29 junio 2008

Amanecer


Cuando era niño me gustaban los amaneceres. Pensaba entonces que siempre serían felices, pero el despuntar del día segundo de noviembre se presentó aciago y me dejó la marca imborrable que produce el sabor amargo de la decepción, como el poso que el vino deposita en el fondo de la botella.

El viejo tren serpenteaba a lo lejos y yo lo veía acercarse plomizo desde la estación donde esperaba a Rocío. En unos minutos estaríamos frente a frente, escudriñándonos con fruición las mejillas y evaluando con indisimulado pesar los estragos que ocasiona el tiempo, ese actor principal que se contonea entre surcos y se recrea en los ojos marcados a fuego con un mueca de congoja. ¿Cuándo fue la última vez que nos miramos?

Mientras Rocío llegaba recordé otra mañana de otoño. Ella lucía un rostro insolentemente juvenil y escarchado y la sonrisa afloraba fácil en cada gesto como la uva pisada que regala con fruición su néctar. Llegó hasta mí y la tomé de la mano, cálido roce en un mar de frialdades, conspiraciones y amenazas. Aquel día nos prometimos amor eterno. Eran otros tiempos.

Ya está aquí. Mientras desciende del tren busca mis ojos. Hoy su andar es más lento y su rostro no rezuma sonrisas. Sin embargo su fuerte personalidad se refleja en cada gesto incluso los más simples e involuntarios. Cansada; está cansada. Me besa y sonríe como quien entrega un regalo: "hola Juan. ¡Cómo pasa el tiempo!
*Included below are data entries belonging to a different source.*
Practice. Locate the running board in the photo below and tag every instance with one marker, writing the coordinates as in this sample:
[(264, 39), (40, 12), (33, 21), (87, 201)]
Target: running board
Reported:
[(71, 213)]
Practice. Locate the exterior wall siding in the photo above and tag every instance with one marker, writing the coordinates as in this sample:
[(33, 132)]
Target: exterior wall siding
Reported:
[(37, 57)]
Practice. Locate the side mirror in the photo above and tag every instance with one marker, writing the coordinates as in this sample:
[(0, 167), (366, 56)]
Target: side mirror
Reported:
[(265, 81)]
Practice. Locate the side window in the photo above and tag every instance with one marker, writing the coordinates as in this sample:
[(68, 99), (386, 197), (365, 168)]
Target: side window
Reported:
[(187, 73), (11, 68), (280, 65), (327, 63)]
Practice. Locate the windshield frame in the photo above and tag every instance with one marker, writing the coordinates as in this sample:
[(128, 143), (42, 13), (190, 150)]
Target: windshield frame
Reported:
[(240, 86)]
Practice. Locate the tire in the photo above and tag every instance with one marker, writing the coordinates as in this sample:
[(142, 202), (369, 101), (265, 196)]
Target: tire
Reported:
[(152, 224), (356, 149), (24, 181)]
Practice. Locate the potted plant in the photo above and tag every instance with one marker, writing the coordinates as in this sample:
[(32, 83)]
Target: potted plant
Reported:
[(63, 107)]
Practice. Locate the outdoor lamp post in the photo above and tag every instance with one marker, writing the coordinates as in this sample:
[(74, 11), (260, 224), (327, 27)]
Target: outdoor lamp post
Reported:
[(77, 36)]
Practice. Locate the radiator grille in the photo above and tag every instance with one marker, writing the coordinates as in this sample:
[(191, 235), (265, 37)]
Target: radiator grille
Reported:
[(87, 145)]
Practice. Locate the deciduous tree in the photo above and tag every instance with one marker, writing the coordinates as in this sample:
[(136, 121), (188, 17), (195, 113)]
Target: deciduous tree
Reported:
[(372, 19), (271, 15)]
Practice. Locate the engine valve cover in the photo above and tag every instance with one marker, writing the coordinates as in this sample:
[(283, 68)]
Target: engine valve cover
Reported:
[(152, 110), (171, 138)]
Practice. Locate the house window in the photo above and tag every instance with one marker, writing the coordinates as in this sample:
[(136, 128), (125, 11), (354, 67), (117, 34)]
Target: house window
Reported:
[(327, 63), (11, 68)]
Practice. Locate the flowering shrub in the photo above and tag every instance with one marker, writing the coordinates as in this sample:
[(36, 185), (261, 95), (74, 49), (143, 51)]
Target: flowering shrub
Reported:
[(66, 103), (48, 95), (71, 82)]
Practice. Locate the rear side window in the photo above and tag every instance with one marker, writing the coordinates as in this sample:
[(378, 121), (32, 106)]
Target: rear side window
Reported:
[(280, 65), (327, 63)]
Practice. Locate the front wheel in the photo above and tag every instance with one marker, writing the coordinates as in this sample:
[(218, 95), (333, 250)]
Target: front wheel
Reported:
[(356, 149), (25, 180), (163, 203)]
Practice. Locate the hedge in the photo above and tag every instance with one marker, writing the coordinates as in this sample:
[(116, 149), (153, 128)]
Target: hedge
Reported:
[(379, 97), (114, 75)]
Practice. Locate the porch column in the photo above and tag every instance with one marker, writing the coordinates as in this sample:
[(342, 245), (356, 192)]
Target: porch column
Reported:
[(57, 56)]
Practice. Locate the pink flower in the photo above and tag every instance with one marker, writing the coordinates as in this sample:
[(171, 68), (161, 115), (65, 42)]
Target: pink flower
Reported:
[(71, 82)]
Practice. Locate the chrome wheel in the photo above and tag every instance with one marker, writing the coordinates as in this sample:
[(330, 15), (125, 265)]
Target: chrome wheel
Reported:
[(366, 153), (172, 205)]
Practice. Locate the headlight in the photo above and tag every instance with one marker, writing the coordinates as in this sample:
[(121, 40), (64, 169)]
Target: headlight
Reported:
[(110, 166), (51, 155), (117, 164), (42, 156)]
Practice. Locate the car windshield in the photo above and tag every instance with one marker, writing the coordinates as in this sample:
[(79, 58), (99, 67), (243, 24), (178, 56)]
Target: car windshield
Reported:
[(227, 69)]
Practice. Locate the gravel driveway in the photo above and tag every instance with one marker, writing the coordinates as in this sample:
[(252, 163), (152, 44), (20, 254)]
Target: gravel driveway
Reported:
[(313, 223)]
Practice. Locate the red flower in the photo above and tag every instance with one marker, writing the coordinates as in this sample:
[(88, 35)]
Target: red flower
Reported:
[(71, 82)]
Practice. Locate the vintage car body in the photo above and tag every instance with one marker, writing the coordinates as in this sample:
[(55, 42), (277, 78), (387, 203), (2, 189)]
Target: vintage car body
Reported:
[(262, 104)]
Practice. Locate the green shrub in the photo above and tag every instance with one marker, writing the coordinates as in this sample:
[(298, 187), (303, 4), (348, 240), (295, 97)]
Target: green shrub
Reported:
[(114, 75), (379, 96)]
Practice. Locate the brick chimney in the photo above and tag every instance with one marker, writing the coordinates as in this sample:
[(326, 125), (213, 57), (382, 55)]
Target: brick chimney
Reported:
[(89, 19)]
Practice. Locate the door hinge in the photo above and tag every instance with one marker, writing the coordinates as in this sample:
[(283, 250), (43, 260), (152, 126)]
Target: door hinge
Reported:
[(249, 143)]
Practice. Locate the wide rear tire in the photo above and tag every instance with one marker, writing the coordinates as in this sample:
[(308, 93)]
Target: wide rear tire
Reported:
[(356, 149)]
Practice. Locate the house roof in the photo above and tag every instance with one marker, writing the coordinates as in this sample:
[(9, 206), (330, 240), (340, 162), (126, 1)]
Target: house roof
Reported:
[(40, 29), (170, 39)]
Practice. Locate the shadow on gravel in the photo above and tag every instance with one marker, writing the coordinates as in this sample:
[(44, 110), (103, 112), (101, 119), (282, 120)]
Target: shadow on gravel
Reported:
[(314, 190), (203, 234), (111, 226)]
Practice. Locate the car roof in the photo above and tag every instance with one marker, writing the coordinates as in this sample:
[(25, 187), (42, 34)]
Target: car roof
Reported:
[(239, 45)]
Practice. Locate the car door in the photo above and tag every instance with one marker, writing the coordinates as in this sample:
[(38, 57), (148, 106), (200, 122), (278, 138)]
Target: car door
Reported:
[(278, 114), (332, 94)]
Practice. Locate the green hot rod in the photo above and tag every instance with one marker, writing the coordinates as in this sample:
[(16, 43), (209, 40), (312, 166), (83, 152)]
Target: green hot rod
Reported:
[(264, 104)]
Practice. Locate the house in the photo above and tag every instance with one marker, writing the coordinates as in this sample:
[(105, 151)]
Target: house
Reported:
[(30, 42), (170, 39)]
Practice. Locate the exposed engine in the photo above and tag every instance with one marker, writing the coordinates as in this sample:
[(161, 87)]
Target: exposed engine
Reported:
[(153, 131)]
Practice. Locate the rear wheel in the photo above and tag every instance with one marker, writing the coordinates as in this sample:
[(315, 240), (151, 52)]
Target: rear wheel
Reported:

Tú estás igual pero yo… El tiempo es un verdugo impasible", comenta por lo bajo mientras nos dirigimos a la cafetería.

"Me gustaría vivir otra vez contigo", me confiesa al primer sorbo de café, ese sabor que odio… Guardo silencio. El bullicio de la estación y los ecos traviesos del corretear de unos niños por las escalinatas, rebotan en las paredes del andén. Me gustaría vivir otra vez contigo, Juan, escuché dentro de mi cabeza, con una resonancia sorda.

"A mi también me gustaría", me oí decir sin convicción mientras caminábamos hacia el convento cómplice de nuestros primeros encuentros de juventud.

Rocío quedó extasiada de admirar el claustro del monasterio cuando lo visitamos por primera vez. Mirada plácida, andar resuelto. El mundo entero estaba comprimido en ese espacio y todo le sonreía. En el aire el eco monótono y relajante de unos monjes que entonaban sus gregorianos rezos como incienso reparador. Efluvios de un ayer que golpean la cara de Rocío abrumada hoy por los estragos del devenir del tiempo.

Poco a poco la estación quedó atrás como migran las golondrinas en otoño. Rocío volvió a sonreír y yo recuperé el entusiasmo de otros tiempos. Me reconcilié con algunas ilusiones perdidas y descubrí que estaba cómodo en mi pueblo que era ahora mi hogar. Anduvimos a través de sus laberínticas callejas hasta caer rendidos.

"Juan", musitó Rocío al desvanecerse la tarde, "me gustaría vivir contigo". Tragó saliva y prosiguió, "pero me consume la nostalgia. Ya no somos los mismos de ayer".

Así era, ya no teníamos nada en común, salvo un ramillete de recuerdos. El cañamazo de pequeños detalles con el que tejimos nuestro amor yacía inservible en algún rincón.

"Me vuelvo a Madrid. Te escribiré. Cuídate, Juan".

El tren desapareció entre arreboles y con él se fue mi dicha que me dejó un sedimento de melancolía.

Desperté y eché de menos a Rocío. La felicidad dura lo que un vaso de vino que se bebe en compañía, sorbo a sorbo hasta el fin, pensé mientras me dirigía al cementerio.

2 comentarios:

Anónimo dijo...

Prometeo...
No tengo palabras.
Es precioso, una historia breve que te deja ver el pasado y el presente, el amor y el amar en el tiempo... la vida.
"pensé mientras me dirigía al cementerio" Un final de guinda, es poner con palabras unos puntos suspensivos donde descansar los pensamientos que nacen tras la lectura del texto.
Delicioso, Prometeo.
Dama del trapecio*

Prometeo dijo...

Muchas gracias, dama. Es usted un acicate impresionante y definitivo; luz mía, sol mío.